Monday 3 May 2010
Into the vide.
I (if I ever had the patience, and indeed the intelligence and power to spell correctly) would do a PhD thesis on the comparisons of vide grenier and boot sales. It's a fascinating thing to see the detritus of human everyday life on display, at least in the western world. I don't suppose there would be a great deal of excess at an Inuit equivalent. Damask canoe cover, unused set of Ikea BBQ fish forks, velour husky bed with matching lead . . ?
At boot sales —depressing acres of drizzle-infested mud fields filled with persons keening for electrical equipment, one could generally count on seeing these items: heated rollers, stationary bikes, and other 'sport' equipment bought in a panic-moment after Christmas excess; yogurt makers, twenty three tons of plastic toy landfill, and at least fourteen copies of top gun.
Observations on the vide grenier (attic clearance).
Generally they take place in non soggy fields with sun (a better start). Similarities: the discarded health equipment, slightly less toy landfill, A LOT of fondu sets, which we have managed to avoid so far, even though their attractive 70's colours call me . . . and in recent years, a rash of those stupid sets of glasses with stems but no bottoms that have to sit in a stand — there is no hope for mankind.
Away from my serious studies . . . the simple pleasure of wandering around in a slouchy fashion on a Sunday morning with a pocket of change, joy!
En famile this Sunday we visited a pretty village near Limoux and took in their fairly typical V.G complete with sun, acid coffee and bad parking.

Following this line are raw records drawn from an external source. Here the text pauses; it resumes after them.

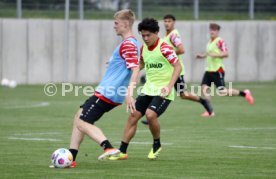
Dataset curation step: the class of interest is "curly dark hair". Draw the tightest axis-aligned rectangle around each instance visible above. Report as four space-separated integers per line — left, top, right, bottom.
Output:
163 14 176 21
138 18 159 33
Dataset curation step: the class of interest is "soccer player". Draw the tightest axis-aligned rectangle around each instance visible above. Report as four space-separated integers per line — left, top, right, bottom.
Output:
56 10 140 167
109 18 181 160
142 14 213 125
196 23 254 116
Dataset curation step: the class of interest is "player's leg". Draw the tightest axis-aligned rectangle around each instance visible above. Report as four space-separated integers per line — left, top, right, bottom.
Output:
109 94 153 160
219 88 254 105
201 72 215 117
69 108 84 167
146 96 171 159
177 75 213 115
214 72 254 104
76 96 119 160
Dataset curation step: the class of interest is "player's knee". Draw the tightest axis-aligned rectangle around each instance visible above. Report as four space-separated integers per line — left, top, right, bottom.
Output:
146 111 157 122
75 119 84 131
180 91 189 99
128 112 140 125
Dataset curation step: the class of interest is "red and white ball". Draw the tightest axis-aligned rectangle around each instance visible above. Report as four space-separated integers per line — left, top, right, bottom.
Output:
51 148 73 168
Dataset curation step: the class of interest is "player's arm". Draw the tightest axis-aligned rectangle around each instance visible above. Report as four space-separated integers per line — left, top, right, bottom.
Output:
196 53 207 59
126 66 140 113
175 44 185 55
139 46 145 70
161 59 182 97
161 43 182 97
120 40 139 113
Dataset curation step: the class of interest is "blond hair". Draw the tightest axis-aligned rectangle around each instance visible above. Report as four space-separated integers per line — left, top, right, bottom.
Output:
114 9 135 27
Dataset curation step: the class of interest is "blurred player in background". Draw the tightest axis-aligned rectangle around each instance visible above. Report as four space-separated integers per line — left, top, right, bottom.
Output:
58 10 140 167
109 18 181 160
142 14 213 124
196 23 254 116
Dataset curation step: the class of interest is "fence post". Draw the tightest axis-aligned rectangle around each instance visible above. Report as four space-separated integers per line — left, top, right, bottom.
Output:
137 0 143 20
16 0 22 19
63 0 70 82
79 0 84 20
194 0 199 20
249 0 254 20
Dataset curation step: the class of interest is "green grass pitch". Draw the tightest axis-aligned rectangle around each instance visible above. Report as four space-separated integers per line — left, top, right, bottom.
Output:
0 82 276 179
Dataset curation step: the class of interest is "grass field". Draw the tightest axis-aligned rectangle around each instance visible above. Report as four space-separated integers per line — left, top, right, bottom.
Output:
0 82 276 179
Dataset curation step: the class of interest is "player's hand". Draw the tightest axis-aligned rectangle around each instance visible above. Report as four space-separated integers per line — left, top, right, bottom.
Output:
196 53 205 59
126 95 136 113
160 86 172 98
207 53 217 58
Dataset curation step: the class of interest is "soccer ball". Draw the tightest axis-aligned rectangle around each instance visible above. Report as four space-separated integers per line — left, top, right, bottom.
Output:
8 80 17 88
51 148 73 168
1 78 10 86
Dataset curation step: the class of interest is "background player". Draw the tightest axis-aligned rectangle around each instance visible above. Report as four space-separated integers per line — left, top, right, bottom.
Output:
196 23 254 116
142 14 213 124
63 10 139 167
109 18 181 160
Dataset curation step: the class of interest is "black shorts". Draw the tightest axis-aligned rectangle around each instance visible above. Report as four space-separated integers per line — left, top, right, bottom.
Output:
135 94 171 117
80 95 116 124
174 75 186 94
201 71 225 88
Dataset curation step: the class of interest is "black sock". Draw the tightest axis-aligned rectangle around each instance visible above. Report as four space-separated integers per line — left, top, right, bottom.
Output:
152 138 161 152
69 149 78 161
199 98 213 115
239 91 245 97
120 141 128 154
101 140 113 150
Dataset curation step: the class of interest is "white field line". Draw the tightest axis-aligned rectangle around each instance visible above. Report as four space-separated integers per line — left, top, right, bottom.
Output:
228 145 276 150
226 127 276 131
114 142 173 145
8 137 62 142
136 129 173 133
2 102 50 109
13 132 62 136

Came away with treasures: the glasses above illustrated — marvelous 1970's smoked glass, a snip at two euros, and we were probably the only people in the whole of the Aude valley who would wish to house them; a rusty cow bell, records including an Arminian church service and a production by the Bulgarian tourist association, and . . . a bike! My old parchemin one, now classed as a death machine as it no longer features brakes has become an installation in the garden and I am now the proud owner of a happy 80's style shell suit-coloured two wheeler with brakes and gears.